[From Series Three The Golden Dog]
William Kirby was born in Kingston-Upon-Hull, England in 1817, and emigrated with his parents to the United States when he was fifteen. Strong British sympathies led him to Canada in 1839, where he eventually settled at Niagara-on-the-Lake, and became Editor of the Niagara Mail. Between 1871 and 1895 he was Collector of Customs, and was made a charter member of the Royal Society of Canada in 1882. He died in 1906.
Although The Golden Dog is his most important work he did a considerable amount of writing. A passionate Loyalist and Tory, he was opposed to the introduction of Responsible Government, and the occasion of Sir Charles Metcalfe’s retirement led to the writing of his 167-stanza Monody. His prose tirade, Counter Manifesto to the Canadian Annexationists, first appeared in the Mail in 1849 under the pseudonym “Britannicus,” and later as an anonymous pamphlet, although its authorship was an open secret. His lively Annals of Niagara was first published by the Lundy’s Lane Historical Society in 1896. It was reprinted in 1927, with an introduction by Lorne Pierce, and remains a standard work. He also wrote a number of poems on historical subjects.

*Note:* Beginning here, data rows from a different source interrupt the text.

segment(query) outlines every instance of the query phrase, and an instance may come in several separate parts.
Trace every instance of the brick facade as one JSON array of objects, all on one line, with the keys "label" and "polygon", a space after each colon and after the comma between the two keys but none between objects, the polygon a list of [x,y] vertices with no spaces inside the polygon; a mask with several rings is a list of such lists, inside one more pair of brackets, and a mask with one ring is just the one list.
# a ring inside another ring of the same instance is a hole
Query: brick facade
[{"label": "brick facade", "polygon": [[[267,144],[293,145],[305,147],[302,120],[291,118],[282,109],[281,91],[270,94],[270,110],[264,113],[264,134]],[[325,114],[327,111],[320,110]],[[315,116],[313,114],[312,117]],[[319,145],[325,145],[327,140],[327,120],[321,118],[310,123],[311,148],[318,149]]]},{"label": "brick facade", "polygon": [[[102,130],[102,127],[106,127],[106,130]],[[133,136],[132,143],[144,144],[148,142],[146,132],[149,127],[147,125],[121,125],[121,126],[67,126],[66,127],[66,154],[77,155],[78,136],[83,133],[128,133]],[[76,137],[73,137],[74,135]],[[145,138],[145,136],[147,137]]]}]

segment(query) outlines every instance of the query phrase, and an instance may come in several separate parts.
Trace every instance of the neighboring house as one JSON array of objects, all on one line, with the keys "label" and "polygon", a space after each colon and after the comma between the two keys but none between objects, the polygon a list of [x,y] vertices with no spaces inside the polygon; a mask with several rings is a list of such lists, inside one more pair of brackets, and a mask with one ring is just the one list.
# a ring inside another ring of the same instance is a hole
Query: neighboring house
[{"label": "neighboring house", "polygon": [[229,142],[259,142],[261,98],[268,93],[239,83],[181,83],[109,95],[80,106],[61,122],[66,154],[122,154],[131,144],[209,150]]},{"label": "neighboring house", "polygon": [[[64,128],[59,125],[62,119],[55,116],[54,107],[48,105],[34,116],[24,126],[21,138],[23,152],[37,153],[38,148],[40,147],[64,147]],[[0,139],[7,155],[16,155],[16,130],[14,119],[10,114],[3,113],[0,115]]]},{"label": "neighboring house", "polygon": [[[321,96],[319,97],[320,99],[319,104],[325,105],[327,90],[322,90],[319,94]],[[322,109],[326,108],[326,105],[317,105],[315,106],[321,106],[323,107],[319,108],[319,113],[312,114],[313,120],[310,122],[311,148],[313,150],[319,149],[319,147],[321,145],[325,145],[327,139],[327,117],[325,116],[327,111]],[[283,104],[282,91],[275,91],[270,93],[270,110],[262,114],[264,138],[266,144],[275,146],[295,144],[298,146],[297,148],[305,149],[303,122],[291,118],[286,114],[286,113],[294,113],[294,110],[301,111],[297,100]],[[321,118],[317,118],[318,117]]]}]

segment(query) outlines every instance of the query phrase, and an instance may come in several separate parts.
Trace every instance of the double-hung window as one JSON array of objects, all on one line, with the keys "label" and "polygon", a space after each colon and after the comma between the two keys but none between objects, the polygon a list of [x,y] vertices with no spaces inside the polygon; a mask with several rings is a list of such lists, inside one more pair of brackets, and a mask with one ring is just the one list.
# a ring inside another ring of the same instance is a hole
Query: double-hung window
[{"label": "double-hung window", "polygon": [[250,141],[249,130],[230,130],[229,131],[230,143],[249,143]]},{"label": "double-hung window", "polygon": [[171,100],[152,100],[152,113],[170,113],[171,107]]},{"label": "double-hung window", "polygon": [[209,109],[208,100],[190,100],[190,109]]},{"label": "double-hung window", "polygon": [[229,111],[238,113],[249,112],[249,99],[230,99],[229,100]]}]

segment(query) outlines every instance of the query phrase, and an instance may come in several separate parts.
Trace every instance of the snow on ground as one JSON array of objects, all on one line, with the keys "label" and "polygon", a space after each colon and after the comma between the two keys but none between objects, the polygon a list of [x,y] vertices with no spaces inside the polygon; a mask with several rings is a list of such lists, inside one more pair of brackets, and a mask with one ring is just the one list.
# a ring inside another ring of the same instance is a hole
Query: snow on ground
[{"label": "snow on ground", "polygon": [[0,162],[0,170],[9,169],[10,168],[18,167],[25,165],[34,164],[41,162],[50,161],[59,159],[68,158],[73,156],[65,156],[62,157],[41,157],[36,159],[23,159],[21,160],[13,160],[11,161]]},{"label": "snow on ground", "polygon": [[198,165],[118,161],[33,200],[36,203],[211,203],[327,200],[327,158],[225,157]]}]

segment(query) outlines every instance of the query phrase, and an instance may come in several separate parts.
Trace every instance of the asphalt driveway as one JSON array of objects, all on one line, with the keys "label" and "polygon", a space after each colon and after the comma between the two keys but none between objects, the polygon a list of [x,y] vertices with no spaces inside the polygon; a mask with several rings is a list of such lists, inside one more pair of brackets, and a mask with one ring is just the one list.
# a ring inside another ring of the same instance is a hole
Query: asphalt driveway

The Golden Dog, a historical romance in the grand manner, was the result of eleven years research on the last days of New France and the causes of its downfall. The book was first published without Kirby’s permission (New York, 1877), was extensively pirated, and had a Montreal edition the same year. It was translated into French by Pamphile Lemay in 1884. Kirby revised the book for the authorized edition, which finally appeared in 1896.